A Sparta, raccontano gli antichi, i bambini deboli o imperfetti venivano abbandonati sul monte Taigeto. Non per crudeltà cieca, ma perché si credeva che solo i forti meritassero di vivere. La società spartana non lasciava spazio al dubbio: chi non poteva combattere, non aveva posto. Così, nel nome dell’efficienza e della forza, venivano eliminate vite che avrebbero potuto arricchire il mondo in modi diversi.
Perché non tutti nascono per la guerra. Alcuni nascono per pensare, per creare, per inventare. Alcuni nascono con una forza che non si misura nei muscoli o nelle armi, ma nel coraggio di guardare oltre, nel talento di immaginare ciò che ancora non esiste. Ma a Sparta non c’era posto per chi era fragile, per chi pensava diversamente, per chi sentiva troppo.
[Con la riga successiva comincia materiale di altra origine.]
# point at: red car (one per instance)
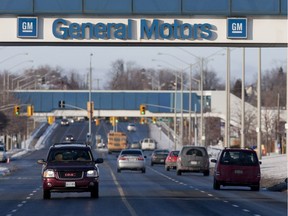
(70, 168)
(171, 160)
(237, 167)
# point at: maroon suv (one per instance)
(237, 167)
(70, 168)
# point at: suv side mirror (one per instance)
(99, 160)
(42, 161)
(213, 160)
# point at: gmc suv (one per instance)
(70, 168)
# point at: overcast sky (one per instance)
(78, 59)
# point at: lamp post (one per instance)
(90, 87)
(175, 101)
(201, 59)
(227, 122)
(259, 106)
(243, 100)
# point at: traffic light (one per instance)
(61, 104)
(142, 109)
(90, 109)
(17, 110)
(51, 119)
(30, 110)
(142, 121)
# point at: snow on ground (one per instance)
(272, 167)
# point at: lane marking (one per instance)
(122, 194)
(196, 189)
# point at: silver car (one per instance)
(131, 159)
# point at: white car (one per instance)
(131, 127)
(3, 154)
(101, 145)
(148, 144)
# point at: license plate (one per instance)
(238, 171)
(70, 184)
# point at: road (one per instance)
(156, 192)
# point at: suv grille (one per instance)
(66, 175)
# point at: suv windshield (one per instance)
(58, 155)
(243, 158)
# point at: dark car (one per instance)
(69, 138)
(237, 167)
(193, 159)
(159, 156)
(135, 145)
(64, 122)
(131, 159)
(171, 160)
(70, 168)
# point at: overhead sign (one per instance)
(149, 31)
(27, 27)
(237, 28)
(155, 29)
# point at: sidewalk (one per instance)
(6, 168)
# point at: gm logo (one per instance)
(27, 27)
(236, 27)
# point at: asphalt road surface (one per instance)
(156, 192)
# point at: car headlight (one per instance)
(92, 173)
(49, 174)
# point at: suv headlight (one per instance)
(92, 173)
(49, 174)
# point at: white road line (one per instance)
(122, 194)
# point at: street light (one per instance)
(201, 59)
(181, 109)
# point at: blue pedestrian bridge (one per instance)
(112, 103)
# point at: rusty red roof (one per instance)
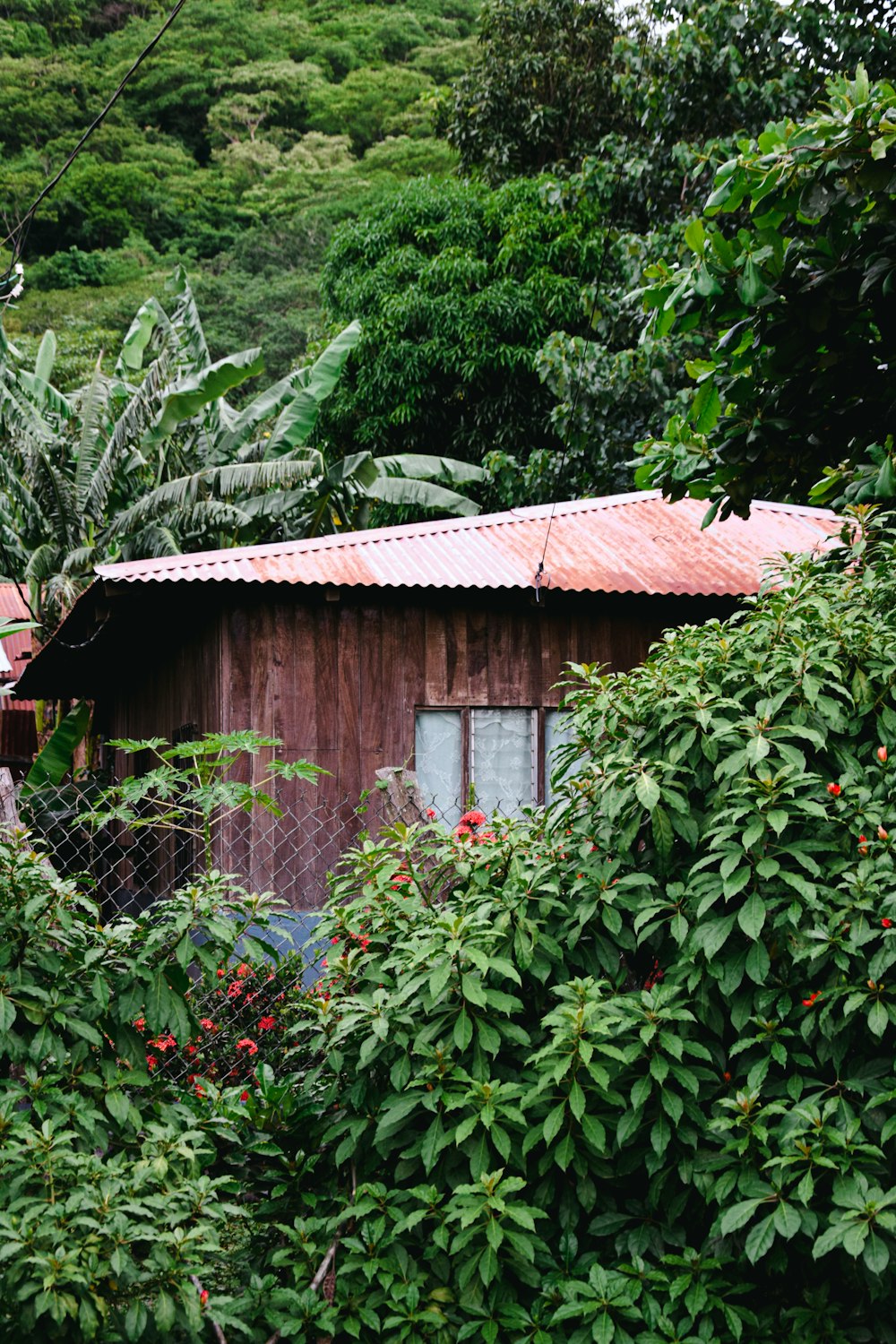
(15, 650)
(619, 543)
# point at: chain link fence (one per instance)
(247, 1015)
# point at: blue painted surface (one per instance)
(295, 933)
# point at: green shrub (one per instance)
(632, 1077)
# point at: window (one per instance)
(497, 760)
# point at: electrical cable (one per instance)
(24, 223)
(605, 253)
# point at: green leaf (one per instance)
(118, 1107)
(786, 1219)
(646, 790)
(552, 1123)
(758, 964)
(877, 1019)
(136, 1320)
(739, 1214)
(195, 392)
(751, 916)
(164, 1312)
(876, 1254)
(56, 760)
(462, 1030)
(759, 1239)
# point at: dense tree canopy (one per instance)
(796, 298)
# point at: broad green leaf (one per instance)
(786, 1219)
(56, 760)
(191, 394)
(462, 1030)
(876, 1254)
(739, 1214)
(877, 1019)
(751, 916)
(759, 1239)
(646, 790)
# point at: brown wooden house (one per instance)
(18, 731)
(433, 645)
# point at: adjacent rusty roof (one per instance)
(619, 543)
(16, 648)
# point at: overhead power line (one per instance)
(605, 252)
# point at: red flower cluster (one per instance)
(654, 978)
(469, 827)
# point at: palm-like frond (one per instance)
(93, 409)
(151, 317)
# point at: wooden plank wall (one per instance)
(339, 682)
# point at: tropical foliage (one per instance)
(153, 460)
(794, 297)
(630, 1078)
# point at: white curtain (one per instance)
(557, 728)
(437, 753)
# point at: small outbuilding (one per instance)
(18, 730)
(432, 645)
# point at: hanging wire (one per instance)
(19, 233)
(602, 263)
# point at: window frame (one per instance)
(538, 753)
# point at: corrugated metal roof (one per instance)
(619, 543)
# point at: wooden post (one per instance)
(8, 811)
(401, 800)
In questo modo, senza nemmeno rendersene conto, si sono perdute possibilità infinite. Si sono spenti sogni mai nati, idee mai pensate, futuri mai costruiti. La perfezione della forza ha avuto come prezzo la rinuncia a tutto ciò che non poteva essere addestrato o controllato.
La storia di Sparta è un monito: ogni volta che una società elimina, emargina o ignora chi è fragile o diverso, sacrifica anche tutte le possibilità di crescita, cambiamento e bellezza che da quella fragilità potevano nascere.